This blog is on hiatus while I take time to re-evaluate my blogging direction.

I heart my body

16 November 2012

Late last month while surfing my favourite blogs, I happened upon Danimezza's I Heart My Body post. It floored me, seriously. I don't know if it was the stunning photos, the eloquent words or the courage that jumped right off the page, but Danielle's post really touched me. I sat and stared at the photos for what seemed like ages. I marvelled at the courage it takes for a woman, a real woman, to bare all. I went to bed that night wondering if I'd ever feel that comfortable with my body.

Over the next week I browsed through all the other entries in the I Heart My Body campaign. They were all great to read through. It was encouraging to see many other curvy chick's declare their love for their non cookie cutter bodies. It got me thinking, could I dig deep enough to find the courage to participate as well?

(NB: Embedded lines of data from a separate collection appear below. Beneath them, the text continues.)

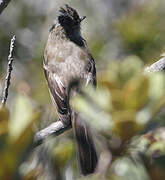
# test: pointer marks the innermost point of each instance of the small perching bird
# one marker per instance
(66, 58)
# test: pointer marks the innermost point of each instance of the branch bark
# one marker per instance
(3, 4)
(9, 70)
(55, 129)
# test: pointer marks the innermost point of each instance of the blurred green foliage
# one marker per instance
(126, 112)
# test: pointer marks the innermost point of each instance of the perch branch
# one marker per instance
(3, 4)
(58, 127)
(55, 129)
(9, 70)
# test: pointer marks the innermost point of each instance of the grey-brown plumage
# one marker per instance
(67, 57)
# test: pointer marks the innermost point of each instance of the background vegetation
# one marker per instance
(126, 112)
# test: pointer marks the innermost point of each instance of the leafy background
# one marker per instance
(128, 114)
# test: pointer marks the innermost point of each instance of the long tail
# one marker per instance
(87, 156)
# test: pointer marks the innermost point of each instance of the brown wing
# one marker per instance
(91, 72)
(58, 92)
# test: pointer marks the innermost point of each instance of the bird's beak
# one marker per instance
(82, 18)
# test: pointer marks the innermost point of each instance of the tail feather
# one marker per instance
(87, 155)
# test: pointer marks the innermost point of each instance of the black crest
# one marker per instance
(69, 12)
(69, 17)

All my life I've been taught to hate my body, that it wasn't anything to be proud of. It's hard to break free not only from lifetime habits. It's a slow road for me and slowly I'm learning to change my self talk and stop feeling so negative about my body. Society's "rules" and what other people think of me is another big hurdle that I haven't quite conquered yet. I've spent the past 5 or 6 years avoiding swimming pools because I didn't have the confidence to don a bathing suit, I was scared of what people might say. Last summer, I broke free from that. I suited up and had some awesome days at the aquatic centre with my boys. I plan to do it again this year too. Having said that, I bought my first ever pair of knee high boots earlier this year, but they sat idol in the bottom of my wardrobe all winter because I was worried about what other might say.....Seriously! So this is my attempt at over coming that particular hurdle.

I don't "do" full body photos. Even on FB, pics that show below my waist are a rarity. So this is a bit of a big deal for me. No I'm not nekkid, not quite ready for that.......yet. But this is me, the whole lumpy bumpy reality.


The best thing for me is, when I look at these pictures while I still see the "flaws" my mind is more positive about them. What's even better is I'm able to look past the "flaws" and easily see my assets....My rockin rack and good set of pins, just in case you were wondering ;)

Above all though, I heart my body because it's mine.


2 comments:

  1. I heart it too.... :) you still look the same as you did when we first became friends all those many years ago! I focus on being positive and having healthy habits cause I don't want my girls to have body hang ups it wastes far too much time and energy!! Be happy cause your beautiful just the way you are!